Net total assets (including real estate and all other holdings) are up 10.51% since the end of last year, a gain so far in 2020 of $199,972. Our nest egg stands at $2,103,405. Since the lows last spring, the total has risen $403,823. This development will hopefully be a lesson for me about panicking when there is a sudden slump in our holdings' market value. Clearly, that is not a good time to sell. With a little patience, much that was lost, and maybe a bit extra besides, can be retrieved or added.


Disclaimer and Disclosure Statement
Much as I'd love it to be otherwise, I receive no payment of any kind for disseminating investment information unless, by some fluke, millions of folks, on the strength of these entries, start buying shares of stock I own, a possibility only slightly less likely than our being destroyed by a large meteorite. Do not follow any suggestions made in Investor's Journal as if I were a professional.

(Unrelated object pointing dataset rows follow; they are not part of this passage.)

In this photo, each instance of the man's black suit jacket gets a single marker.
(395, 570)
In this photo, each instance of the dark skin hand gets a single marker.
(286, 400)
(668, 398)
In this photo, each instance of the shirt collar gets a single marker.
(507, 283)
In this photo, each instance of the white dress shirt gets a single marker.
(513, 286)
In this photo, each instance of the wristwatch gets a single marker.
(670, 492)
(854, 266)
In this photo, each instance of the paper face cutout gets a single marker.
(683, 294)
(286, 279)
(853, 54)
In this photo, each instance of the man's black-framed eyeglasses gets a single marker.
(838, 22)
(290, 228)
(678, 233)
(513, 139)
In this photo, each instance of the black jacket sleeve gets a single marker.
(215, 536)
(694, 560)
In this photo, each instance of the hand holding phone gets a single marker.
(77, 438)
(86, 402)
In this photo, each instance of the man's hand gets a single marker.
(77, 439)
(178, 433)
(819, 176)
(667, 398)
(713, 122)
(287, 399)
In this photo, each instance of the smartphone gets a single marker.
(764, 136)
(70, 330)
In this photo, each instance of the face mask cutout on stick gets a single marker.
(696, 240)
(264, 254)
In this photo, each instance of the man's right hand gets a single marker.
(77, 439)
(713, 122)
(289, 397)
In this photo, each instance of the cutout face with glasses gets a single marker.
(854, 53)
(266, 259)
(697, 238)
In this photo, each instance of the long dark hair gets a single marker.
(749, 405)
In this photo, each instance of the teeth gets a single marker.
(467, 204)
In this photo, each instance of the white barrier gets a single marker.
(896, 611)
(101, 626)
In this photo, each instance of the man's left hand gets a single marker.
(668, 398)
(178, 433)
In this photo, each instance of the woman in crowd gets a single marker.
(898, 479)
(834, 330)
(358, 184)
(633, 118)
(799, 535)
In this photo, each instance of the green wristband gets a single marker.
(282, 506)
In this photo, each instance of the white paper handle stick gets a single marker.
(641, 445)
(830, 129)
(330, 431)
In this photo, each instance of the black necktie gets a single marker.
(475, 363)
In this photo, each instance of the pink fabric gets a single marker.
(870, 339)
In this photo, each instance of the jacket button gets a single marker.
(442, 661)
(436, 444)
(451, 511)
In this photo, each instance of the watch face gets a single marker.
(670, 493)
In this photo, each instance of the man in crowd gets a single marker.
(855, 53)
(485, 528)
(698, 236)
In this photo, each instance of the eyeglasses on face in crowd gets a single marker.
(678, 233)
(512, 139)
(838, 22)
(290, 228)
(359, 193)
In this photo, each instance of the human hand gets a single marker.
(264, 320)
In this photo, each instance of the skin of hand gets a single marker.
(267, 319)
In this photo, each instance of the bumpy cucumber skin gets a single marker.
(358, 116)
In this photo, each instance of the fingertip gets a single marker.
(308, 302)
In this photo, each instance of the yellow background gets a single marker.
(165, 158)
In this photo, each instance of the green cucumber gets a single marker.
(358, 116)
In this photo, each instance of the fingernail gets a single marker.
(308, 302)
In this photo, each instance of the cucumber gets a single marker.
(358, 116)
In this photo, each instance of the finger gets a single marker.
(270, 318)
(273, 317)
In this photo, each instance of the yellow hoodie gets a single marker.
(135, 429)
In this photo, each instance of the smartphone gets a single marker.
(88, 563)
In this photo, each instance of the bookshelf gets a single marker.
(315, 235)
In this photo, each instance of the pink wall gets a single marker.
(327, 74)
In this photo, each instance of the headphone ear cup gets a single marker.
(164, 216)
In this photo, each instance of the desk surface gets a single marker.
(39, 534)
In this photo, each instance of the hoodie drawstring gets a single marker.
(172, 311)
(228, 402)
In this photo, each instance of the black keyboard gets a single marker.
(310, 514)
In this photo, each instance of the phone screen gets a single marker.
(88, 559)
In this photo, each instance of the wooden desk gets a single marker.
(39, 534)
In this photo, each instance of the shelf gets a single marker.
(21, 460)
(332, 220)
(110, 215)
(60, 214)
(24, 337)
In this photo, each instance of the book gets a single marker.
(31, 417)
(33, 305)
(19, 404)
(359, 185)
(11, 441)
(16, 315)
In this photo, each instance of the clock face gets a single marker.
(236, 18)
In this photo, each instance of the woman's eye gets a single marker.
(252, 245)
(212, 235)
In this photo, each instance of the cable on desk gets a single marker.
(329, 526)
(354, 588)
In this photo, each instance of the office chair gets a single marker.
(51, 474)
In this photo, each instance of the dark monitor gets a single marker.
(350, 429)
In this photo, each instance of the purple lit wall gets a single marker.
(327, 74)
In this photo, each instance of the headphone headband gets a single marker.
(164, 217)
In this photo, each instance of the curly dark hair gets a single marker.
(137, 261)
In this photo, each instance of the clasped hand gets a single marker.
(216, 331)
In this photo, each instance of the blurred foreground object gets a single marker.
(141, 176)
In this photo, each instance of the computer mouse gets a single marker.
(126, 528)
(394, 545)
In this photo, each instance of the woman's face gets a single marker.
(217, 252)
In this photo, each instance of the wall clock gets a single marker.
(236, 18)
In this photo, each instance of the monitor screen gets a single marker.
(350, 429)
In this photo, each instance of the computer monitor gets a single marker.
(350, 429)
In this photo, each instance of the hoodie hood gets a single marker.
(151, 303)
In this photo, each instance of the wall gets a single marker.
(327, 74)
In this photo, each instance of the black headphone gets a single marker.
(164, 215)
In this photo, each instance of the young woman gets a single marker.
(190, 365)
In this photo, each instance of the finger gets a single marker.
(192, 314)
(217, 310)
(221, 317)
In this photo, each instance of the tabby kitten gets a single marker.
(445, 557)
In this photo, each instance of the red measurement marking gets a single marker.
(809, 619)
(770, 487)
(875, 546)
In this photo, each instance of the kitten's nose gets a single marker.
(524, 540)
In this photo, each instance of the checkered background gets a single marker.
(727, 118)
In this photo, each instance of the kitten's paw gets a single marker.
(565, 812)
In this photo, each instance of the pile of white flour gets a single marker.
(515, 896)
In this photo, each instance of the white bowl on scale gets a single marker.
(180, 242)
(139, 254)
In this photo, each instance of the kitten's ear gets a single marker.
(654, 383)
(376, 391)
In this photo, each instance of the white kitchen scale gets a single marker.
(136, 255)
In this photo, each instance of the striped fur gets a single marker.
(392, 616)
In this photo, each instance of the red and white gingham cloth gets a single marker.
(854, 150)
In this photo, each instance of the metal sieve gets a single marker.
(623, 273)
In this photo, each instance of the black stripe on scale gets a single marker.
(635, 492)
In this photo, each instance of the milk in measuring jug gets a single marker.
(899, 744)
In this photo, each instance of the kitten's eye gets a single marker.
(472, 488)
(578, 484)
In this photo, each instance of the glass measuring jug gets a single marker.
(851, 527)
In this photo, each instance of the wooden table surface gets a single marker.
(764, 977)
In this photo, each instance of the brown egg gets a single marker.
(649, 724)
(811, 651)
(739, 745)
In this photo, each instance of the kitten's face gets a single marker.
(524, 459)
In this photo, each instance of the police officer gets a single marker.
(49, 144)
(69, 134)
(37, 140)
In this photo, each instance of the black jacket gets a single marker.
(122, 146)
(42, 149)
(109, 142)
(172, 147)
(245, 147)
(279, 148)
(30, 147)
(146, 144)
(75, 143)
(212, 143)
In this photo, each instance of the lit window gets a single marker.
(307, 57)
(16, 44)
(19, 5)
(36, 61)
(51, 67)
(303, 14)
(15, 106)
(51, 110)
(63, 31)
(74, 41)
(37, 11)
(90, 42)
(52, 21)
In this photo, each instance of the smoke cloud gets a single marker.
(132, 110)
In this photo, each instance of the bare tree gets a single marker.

Neither I nor Investor's Journal will be responsible for losses by anyone who obtained ideas from this site.

This diary is intended for personal interest and general information only. You are advised to do your own research (as well as to consult highly compensated professionals) before spending money on anything.

I know of no reason anyone should take my financial musings seriously. At best I am a dedicated amateur providing a bit of investment-related insight and entertainment, at worst an amusing diversion.

My wife, Fran, and I may at times own shares of some of the assets mentioned here. But neither of us receive any benefit from reference to them, unless you count the mutual misery when we get it wrong, or the opportunity to gloat when we get it right.